Having accepted Rahul's assertion that this scheme is feasible, the second apprehension circles around identification of the beneficiary. Poorest 20 per cent sounds ambiguous. Moreover, this bracket is below the controversial poverty line, and hence ignores all those who are above its ambit but still below the poverty line. And, not just those but families that are barely above the line and still fall in need of government for economic support schemes. Income data surveys will be needed and extensive identification process will be required to be undertaken to resolve this and the biggest problem that stands tall like a wall to this identification process is the fact that maximum Indians are involved in the informal sector where the income meanders every day. Peculiarities surround NYAY and only discussions will reveal the actual picture. On the other hand, Congress could have tried employment guarantee scheme again – reinvigorating their previous efforts. Surging new life in MGNREGA could have also answered similar questions that exist under the Modi regime. Unemployment, being a direct issue, would also make it an apt manifesto agenda while tackling the monetary issue with regard to poverty.

NYAY, a derivative of UBI, does provide financial support but nothing else.
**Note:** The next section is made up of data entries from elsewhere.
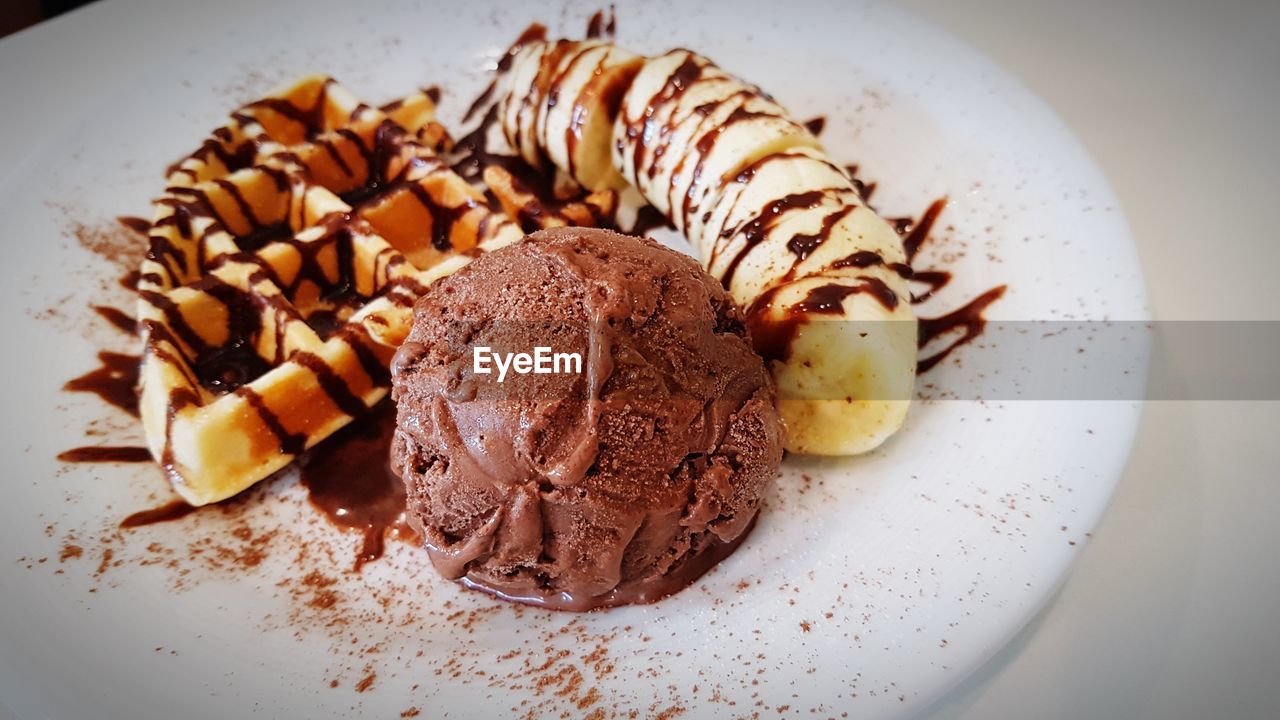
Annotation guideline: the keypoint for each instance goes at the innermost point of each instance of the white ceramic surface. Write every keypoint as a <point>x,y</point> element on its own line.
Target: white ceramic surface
<point>867,589</point>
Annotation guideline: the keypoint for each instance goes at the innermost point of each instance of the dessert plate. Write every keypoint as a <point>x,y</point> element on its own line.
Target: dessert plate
<point>868,587</point>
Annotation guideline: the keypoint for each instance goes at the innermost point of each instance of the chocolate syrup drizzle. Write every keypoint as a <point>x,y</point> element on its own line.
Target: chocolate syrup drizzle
<point>350,479</point>
<point>165,513</point>
<point>348,475</point>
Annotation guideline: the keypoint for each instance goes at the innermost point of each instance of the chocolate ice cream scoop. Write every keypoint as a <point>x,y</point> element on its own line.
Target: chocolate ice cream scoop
<point>616,481</point>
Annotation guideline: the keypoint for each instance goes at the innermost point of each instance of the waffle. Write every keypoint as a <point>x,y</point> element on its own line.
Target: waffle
<point>284,259</point>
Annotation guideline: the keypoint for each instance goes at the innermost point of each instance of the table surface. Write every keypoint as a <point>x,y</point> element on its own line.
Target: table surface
<point>1171,609</point>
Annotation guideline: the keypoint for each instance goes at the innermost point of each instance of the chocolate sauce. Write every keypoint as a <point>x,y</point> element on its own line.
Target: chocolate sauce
<point>312,118</point>
<point>140,226</point>
<point>223,369</point>
<point>648,219</point>
<point>968,317</point>
<point>863,187</point>
<point>351,481</point>
<point>535,32</point>
<point>869,259</point>
<point>917,232</point>
<point>105,454</point>
<point>163,514</point>
<point>757,229</point>
<point>118,318</point>
<point>803,245</point>
<point>935,279</point>
<point>603,26</point>
<point>114,381</point>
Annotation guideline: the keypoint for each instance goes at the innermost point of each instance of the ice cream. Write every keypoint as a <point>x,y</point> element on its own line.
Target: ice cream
<point>618,483</point>
<point>822,277</point>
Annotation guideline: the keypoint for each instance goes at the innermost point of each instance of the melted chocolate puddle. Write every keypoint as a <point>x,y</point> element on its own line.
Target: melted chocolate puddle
<point>106,454</point>
<point>172,510</point>
<point>118,318</point>
<point>114,381</point>
<point>967,317</point>
<point>351,482</point>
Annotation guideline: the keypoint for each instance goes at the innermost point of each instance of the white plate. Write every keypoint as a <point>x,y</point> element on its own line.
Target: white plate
<point>868,589</point>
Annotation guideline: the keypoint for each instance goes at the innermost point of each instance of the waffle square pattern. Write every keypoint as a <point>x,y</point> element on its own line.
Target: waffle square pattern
<point>284,259</point>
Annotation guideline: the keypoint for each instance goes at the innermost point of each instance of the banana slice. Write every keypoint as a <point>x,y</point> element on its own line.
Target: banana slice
<point>686,127</point>
<point>785,229</point>
<point>560,103</point>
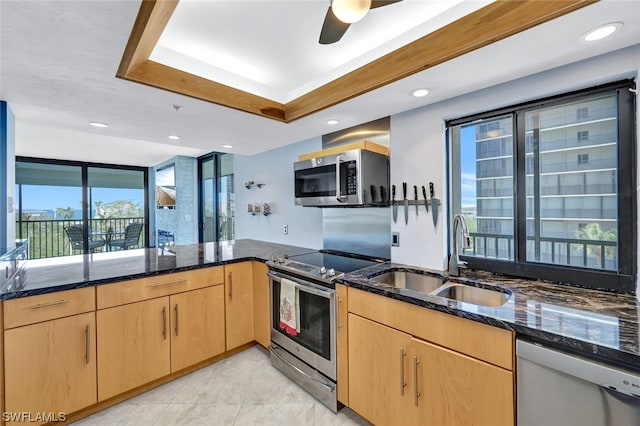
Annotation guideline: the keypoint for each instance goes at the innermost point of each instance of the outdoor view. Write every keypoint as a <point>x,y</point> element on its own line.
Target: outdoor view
<point>49,201</point>
<point>570,158</point>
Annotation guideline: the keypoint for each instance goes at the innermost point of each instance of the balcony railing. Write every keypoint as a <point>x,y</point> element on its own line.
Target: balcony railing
<point>47,238</point>
<point>600,254</point>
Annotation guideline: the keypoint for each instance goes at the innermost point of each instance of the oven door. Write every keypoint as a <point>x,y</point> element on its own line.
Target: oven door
<point>328,181</point>
<point>315,344</point>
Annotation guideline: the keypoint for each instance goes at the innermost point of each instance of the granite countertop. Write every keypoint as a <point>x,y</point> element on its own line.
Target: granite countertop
<point>69,272</point>
<point>598,324</point>
<point>593,323</point>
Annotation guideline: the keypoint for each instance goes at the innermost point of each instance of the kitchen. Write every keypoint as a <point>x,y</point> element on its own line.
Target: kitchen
<point>416,133</point>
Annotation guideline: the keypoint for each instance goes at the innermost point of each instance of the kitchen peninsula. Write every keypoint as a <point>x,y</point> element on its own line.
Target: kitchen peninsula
<point>105,292</point>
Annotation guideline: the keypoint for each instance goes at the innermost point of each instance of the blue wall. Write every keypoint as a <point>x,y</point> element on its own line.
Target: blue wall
<point>182,220</point>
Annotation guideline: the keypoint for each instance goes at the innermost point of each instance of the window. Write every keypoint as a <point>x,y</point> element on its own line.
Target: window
<point>66,208</point>
<point>583,159</point>
<point>583,135</point>
<point>551,205</point>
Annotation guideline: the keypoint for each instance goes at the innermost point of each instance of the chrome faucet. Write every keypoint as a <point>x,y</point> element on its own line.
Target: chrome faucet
<point>454,262</point>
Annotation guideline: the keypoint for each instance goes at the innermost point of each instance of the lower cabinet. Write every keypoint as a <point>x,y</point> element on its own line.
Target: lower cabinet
<point>50,367</point>
<point>395,378</point>
<point>379,389</point>
<point>133,346</point>
<point>261,304</point>
<point>238,286</point>
<point>144,341</point>
<point>197,326</point>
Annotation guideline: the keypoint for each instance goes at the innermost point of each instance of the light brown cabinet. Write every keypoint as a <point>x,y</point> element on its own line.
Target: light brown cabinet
<point>133,345</point>
<point>50,367</point>
<point>197,326</point>
<point>396,377</point>
<point>143,341</point>
<point>261,305</point>
<point>378,387</point>
<point>342,345</point>
<point>238,286</point>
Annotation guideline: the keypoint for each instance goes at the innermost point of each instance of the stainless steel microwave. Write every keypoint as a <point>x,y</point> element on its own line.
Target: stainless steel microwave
<point>352,178</point>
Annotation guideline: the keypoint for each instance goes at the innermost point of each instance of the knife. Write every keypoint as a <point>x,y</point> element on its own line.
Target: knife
<point>406,203</point>
<point>434,204</point>
<point>394,204</point>
<point>426,202</point>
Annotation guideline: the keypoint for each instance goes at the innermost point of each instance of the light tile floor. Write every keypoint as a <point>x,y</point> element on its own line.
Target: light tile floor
<point>240,390</point>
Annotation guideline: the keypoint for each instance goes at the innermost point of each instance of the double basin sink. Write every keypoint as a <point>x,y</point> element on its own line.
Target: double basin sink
<point>437,286</point>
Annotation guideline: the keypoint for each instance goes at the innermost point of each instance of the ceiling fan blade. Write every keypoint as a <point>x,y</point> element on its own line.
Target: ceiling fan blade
<point>380,3</point>
<point>332,29</point>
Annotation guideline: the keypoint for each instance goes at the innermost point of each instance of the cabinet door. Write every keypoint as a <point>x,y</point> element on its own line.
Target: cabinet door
<point>238,286</point>
<point>342,345</point>
<point>261,304</point>
<point>51,366</point>
<point>197,326</point>
<point>133,346</point>
<point>379,383</point>
<point>459,390</point>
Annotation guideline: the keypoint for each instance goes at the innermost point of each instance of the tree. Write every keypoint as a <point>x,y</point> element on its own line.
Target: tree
<point>593,232</point>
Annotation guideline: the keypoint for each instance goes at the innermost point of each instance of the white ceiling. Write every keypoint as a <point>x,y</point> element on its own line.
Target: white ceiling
<point>59,59</point>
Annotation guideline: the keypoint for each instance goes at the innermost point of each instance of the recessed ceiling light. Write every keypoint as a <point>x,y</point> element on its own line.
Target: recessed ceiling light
<point>98,124</point>
<point>602,31</point>
<point>418,93</point>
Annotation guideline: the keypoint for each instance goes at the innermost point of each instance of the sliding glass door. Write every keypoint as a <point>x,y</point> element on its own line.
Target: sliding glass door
<point>67,208</point>
<point>217,198</point>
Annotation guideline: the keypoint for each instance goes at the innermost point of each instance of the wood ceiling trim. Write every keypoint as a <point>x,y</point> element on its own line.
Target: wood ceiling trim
<point>492,23</point>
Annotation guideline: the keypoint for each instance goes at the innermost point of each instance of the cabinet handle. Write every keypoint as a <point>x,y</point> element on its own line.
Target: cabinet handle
<point>402,382</point>
<point>44,305</point>
<point>167,283</point>
<point>176,308</point>
<point>87,349</point>
<point>164,322</point>
<point>416,393</point>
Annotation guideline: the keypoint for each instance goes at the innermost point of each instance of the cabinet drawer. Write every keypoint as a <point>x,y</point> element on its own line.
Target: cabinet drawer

This support still leaves the poor without work or informal work with the onus of finding one on the beneficiary alone. An income support scheme in this regard gets eclipsed by an employment guarantee scheme because the latter provides for a job, money while implicitly increasing nation's workforce or asset (as per economics). There are many questions that remain unanswered as far as NYAY is concerned with uncertainty revolving around exactly what will be the compensation for pulling off this unprecedented scheme for the poor in fiscal terms. The other angle is writing off other schemes which will again be contentious. At this juncture, curiosity hovers whether Congress is serious with its "final assault on poor" or is it just rallying around supposedly utopian methods to pull the voters on its side and register a landslide victory, marking an end to NDA's era. If the latter turns out to be true then it would not be any better than the previous five years for the poor since NDA or UPA, BJP or Congress, it is the same narrative term after term – the poor remains poor with the rich-poor disparity in wealth widening like an obese person!